Eva was free from this pressure because she wasn’t considered beautiful, and my father didn’t believe that a woman could achieve much anyway. She always had freedom and could do whatever she wanted without pressure on her shoulders.
She could have friends, didn’t care about her grades, and didn’t have to work hard every day. We aren't proud of it, but we tended to exclude her since she was slacking off while we were working so hard.
She was also a problematic teen: she skipped classes, hung around with a bad crowd, and did things she shouldn't have. She even disappeared for a week without notice when we were 15, stating afterward that she wanted to go on a road trip with her boyfriend.
Meanwhile, I wasn’t even allowed to leave the house for a night because my parents wanted to ensure I did my work and only ate what I was allowed.
Eva would throw tantrums, saying she was neglected and no one would care if she disappeared. I was enraged with her because she never realized the opportunity she had, and we only grew further apart from that point.
After high school, I moved far away and started working as a makeup artist. I eloped at 26 with Eli (27M) and never looked back. Last month, our father passed away, and my siblings and I went to the family home for the funeral. We stayed for three weeks and reconnected a lot.

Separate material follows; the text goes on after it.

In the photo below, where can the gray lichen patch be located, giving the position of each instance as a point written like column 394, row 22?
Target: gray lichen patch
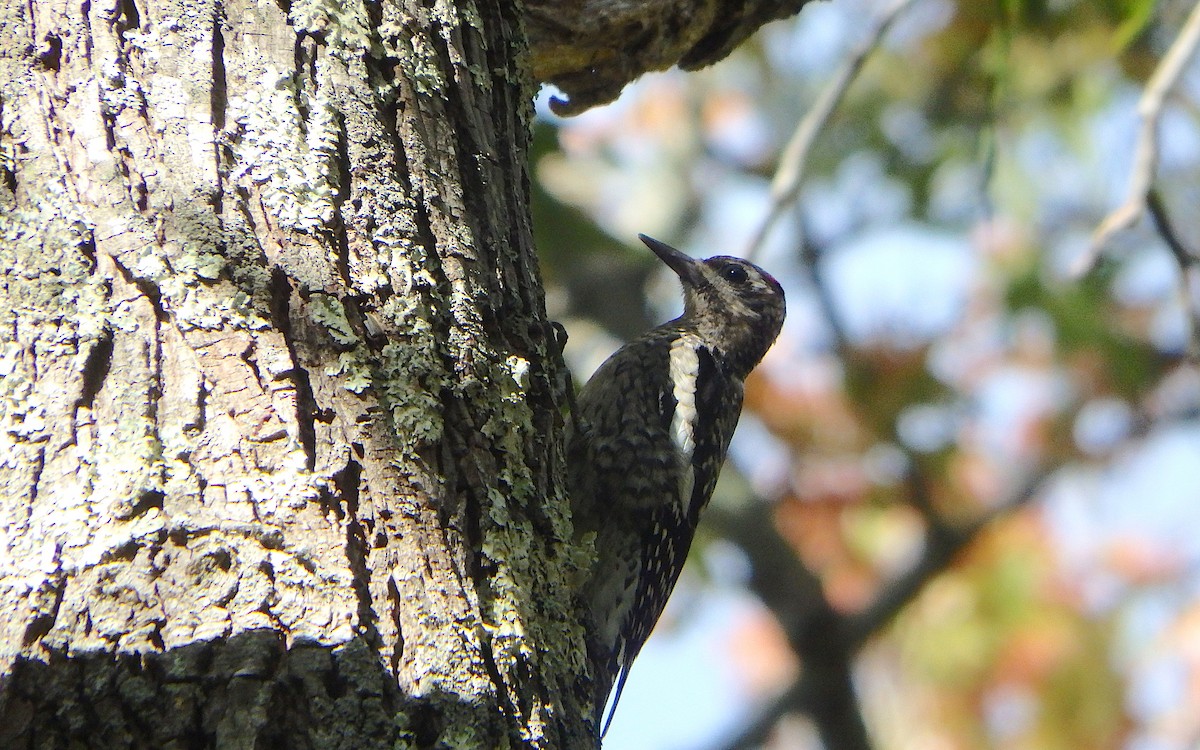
column 288, row 156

Mark had a breakdown at 23 from all the pressure but recovered. He is now happier, has a job as a tech in a lab, is married, and has two little kids. Josh stopped playing the violin and is now a drummer and piano teacher, and Tony is a public defender. Eva chose to become a social worker.
It was a bit weird with Eva since we hadn’t seen each other for years and lost contact too. She once again tried to dismiss what we went through, saying that she had it as hard as us, even though that is nowhere near true.
One evening she completely flipped out on us, calling us a^@$oles and saying that we were like our father and excluded her. She kept going on about how our parents never took an interest in her, neither did we, and that she went through hell thinking she was worthless.
Mark started to cry, so I took Eva outside and lashed out at her, saying she was the a^&%ole for being jealous of our misery and that she would never fit in with us because she never experienced what we went through. It was insane of her to claim she had. She left that night and didn’t apologize to any of us.
When I went home, I cried a lot and told my husband everything, expecting him to support me. However, he said I should be the one to call and apologize to my sister. So, am I the a$^%ole?
Here are the top comments from the post:
ZebraGroundbreaking1 says:
Your sister disappeared at 15 for a week and no one noticed? That's so messed up. Not that it’s a competition, but it sounds like your strict father focussed on kids he felt “worthy” and ignored her because … well what’s the message any kid would get from this behaviour?
That she’s worthless, nothing, not worth the effort, invisible. You and your siblings may have felt the pressure to success but she was ignored entirely. This isn’t an enviable position in the family, it’s horrendous. You and your siblings are continuing to be mean to her by minimizing her experience and alienating her. If you didn’t admire your father, then stop replicating his behaviour.
stolenfires says:
YTA (You're the A^*&ole). Your father was awful to all his children, including Eva. He basically told her she was ugly, dumb and worthless so he didn't care about her at all.
DelusionallyObvious says:
But you are like your father and excluded her. You did treat her like she was a nobody because she didn't bask in your shared misery. Everyone just ignored her because she wasn't seen as pretty or smart, she was a lost cause not worth bothering with.
Any wonder she was acting out? How else would she be seen? You didn't even notice when she went missing for a week. That's just wrong. So, yes, YTA.
SnooRadishes8848 says:
YTA, so self centered you don’t see she also had it tough in a different way, and you and your siblings stuck together and she was left out there too, I feel so bad for her.
What do you think? Was OP right to demand an apology from her sister?